- Governor Jerry Brown has signed 11 bills into law that will further California’s effort to cut greenhouse gas emissions and boost the state’s leadership in the U.S. fight against climate change.
- Brown announced a new goal of getting 1.5 million zero-emission cars on California’s roads in the next ten years.
- The bills increase permits for clean-air vehicles’ use of car-pool lanes by 15,000, create rebates for low-income residents’ purchase of lower emissions cars, require streamlined permitting by local jurisdictions for residential solar, and require a state standard to control methane and other pollutants.
In Brown’s 2010 to 2014 Gubernatorial term, the state increased its renewables mandate to 33% by 2020. The state recently signed an agreement with Mexico to increase cross-border investments in renewables, clean fuels, and clean energy technologies, and another agreement with China to work against climate change.
Polls show Brown is in a very strong position for re-election and an unprecedented second two-term governorship. In Governor Brown’s first two-term governorship from 1974 to 1982, he led the fight for energy efficiency and solar and fought against air pollution, tax breaks for oil companies, and offshore oil drilling.
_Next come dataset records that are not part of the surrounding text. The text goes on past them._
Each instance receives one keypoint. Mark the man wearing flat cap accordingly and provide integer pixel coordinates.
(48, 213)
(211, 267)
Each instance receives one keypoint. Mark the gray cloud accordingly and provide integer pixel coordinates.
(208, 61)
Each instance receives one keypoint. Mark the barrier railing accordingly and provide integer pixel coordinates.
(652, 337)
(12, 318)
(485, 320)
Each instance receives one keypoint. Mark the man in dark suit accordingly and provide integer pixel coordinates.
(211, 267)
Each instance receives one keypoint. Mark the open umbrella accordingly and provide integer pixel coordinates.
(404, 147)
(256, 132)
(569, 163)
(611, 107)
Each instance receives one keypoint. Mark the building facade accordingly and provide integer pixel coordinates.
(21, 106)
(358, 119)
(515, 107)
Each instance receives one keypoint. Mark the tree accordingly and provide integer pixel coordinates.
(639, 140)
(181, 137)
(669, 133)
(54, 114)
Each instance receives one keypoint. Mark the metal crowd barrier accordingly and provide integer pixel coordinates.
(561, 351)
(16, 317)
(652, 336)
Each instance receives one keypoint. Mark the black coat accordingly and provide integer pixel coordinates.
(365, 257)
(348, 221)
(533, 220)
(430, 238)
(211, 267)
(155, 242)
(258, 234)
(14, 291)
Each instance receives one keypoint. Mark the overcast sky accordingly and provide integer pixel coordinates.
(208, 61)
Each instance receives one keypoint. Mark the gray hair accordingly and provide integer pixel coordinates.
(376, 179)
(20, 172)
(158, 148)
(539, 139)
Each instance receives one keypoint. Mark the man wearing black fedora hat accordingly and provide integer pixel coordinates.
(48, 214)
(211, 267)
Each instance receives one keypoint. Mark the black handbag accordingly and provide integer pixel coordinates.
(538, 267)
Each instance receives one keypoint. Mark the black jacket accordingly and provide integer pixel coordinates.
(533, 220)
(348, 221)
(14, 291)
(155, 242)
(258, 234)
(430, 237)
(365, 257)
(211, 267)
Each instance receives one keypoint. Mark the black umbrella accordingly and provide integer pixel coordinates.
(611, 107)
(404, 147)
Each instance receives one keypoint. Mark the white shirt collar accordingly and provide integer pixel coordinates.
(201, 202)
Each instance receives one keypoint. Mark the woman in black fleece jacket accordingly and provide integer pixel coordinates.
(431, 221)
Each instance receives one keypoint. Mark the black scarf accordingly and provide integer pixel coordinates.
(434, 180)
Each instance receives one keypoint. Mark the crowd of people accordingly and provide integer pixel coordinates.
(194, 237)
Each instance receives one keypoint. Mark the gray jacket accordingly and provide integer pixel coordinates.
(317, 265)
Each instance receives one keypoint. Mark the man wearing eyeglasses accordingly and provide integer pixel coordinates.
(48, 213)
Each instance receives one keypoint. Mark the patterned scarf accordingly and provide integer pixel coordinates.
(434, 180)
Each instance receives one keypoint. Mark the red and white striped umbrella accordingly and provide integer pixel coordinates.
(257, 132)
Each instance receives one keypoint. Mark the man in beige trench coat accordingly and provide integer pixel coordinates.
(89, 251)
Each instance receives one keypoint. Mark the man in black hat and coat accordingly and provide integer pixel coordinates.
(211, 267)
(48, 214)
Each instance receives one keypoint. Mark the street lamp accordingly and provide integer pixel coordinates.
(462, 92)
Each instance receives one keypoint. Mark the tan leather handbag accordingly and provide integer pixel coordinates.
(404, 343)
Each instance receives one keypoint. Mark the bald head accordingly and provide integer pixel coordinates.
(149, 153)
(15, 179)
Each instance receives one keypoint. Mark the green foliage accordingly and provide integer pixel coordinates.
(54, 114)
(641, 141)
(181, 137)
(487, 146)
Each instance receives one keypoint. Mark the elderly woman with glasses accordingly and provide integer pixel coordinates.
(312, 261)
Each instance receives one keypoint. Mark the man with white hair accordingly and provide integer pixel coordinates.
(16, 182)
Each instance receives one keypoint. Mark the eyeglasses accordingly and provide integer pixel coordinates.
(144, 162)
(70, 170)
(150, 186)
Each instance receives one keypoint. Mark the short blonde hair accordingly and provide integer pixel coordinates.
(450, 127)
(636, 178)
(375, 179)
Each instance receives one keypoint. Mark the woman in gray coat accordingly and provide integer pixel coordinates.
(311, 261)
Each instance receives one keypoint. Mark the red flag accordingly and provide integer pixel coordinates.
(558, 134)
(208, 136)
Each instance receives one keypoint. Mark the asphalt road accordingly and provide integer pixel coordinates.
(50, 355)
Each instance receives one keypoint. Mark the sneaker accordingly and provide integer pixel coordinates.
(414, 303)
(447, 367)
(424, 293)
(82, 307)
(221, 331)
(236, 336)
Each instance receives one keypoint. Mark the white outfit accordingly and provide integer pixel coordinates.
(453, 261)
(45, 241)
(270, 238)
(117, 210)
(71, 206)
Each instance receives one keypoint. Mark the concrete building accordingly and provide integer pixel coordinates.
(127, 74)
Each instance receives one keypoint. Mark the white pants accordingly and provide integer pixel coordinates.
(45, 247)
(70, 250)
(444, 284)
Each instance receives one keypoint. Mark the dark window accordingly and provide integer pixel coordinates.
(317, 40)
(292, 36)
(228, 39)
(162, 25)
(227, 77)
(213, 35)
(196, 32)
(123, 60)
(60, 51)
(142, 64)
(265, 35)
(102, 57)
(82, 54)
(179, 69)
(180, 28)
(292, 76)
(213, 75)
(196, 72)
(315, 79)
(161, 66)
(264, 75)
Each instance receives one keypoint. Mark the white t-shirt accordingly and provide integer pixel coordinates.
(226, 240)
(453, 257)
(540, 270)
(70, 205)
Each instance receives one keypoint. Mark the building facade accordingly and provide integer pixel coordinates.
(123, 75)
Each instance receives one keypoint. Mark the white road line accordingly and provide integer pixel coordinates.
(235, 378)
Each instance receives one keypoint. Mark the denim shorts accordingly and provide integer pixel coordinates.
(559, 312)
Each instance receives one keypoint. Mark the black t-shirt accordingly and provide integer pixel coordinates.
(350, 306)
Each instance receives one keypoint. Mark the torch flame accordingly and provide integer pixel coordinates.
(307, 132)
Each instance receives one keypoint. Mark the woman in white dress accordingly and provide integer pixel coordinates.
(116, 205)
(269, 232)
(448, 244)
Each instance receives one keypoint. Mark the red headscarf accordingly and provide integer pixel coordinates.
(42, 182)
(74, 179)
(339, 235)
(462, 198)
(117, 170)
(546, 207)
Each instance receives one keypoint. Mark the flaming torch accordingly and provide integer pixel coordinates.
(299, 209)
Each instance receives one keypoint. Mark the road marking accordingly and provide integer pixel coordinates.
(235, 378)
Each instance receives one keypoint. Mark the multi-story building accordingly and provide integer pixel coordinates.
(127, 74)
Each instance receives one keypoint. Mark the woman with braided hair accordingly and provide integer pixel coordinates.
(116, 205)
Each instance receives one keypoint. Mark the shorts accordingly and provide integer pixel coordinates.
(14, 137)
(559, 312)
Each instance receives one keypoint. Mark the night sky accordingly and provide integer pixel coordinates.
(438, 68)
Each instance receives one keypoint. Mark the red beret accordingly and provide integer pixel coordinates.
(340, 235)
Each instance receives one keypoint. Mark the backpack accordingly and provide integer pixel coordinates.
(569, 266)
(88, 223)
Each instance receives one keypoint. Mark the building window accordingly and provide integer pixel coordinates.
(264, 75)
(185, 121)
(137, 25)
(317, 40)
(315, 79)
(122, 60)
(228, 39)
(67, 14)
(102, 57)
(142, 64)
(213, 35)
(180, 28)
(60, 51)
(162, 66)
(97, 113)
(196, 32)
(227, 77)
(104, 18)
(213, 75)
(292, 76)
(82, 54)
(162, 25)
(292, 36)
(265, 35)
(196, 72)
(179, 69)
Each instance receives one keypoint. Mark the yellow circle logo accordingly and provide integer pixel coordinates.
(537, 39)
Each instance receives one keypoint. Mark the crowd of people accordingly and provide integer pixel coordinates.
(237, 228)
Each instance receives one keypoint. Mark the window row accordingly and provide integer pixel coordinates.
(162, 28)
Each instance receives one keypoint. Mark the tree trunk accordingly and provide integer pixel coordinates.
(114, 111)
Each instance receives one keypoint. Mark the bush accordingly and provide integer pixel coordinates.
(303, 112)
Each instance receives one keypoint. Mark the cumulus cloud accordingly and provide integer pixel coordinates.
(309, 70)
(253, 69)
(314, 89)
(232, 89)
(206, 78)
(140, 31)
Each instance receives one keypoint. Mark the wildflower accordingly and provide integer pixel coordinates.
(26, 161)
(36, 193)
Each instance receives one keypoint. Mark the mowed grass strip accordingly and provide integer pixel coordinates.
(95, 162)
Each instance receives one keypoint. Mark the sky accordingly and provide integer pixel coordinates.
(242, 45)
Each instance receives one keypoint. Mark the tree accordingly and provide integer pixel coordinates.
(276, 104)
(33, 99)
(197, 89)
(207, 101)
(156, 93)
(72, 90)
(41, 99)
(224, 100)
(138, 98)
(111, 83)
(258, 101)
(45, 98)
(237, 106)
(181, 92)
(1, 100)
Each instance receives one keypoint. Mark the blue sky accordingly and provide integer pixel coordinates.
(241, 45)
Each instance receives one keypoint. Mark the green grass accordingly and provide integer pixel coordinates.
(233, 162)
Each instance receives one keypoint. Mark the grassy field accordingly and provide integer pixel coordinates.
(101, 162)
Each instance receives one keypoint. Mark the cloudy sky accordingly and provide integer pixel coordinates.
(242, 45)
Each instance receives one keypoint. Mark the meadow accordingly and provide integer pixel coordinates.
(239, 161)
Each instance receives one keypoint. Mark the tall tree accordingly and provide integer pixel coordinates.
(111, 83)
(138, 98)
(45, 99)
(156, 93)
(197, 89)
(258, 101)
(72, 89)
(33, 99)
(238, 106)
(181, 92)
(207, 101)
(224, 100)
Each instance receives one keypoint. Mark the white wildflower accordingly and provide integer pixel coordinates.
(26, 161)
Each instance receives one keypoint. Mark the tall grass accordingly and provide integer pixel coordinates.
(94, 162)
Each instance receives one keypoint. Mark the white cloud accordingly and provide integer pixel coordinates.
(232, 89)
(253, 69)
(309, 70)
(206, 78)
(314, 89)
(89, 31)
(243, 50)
California’s 2002 law requiring post-2009 model vehicle carbon dioxide emissions reductions set a standard subsequently enacted by the federal government in 2012. Zero-emission vehicles are defined in California as battery-electric vehicles, plug-in hybrid-electric vehicles, and hydrogen fuel-cell-electric vehicles.
California had 709,766 hybrids in 2013, up from 337,881 in 2009. And thanks to a $5,000 state tax rebate for electric and zero-emission cars, the state has gotten 60,988 electric vehicles — 40% of the U.S. plug-in fleet — on its roads by providing $158 million in rebates since 2010.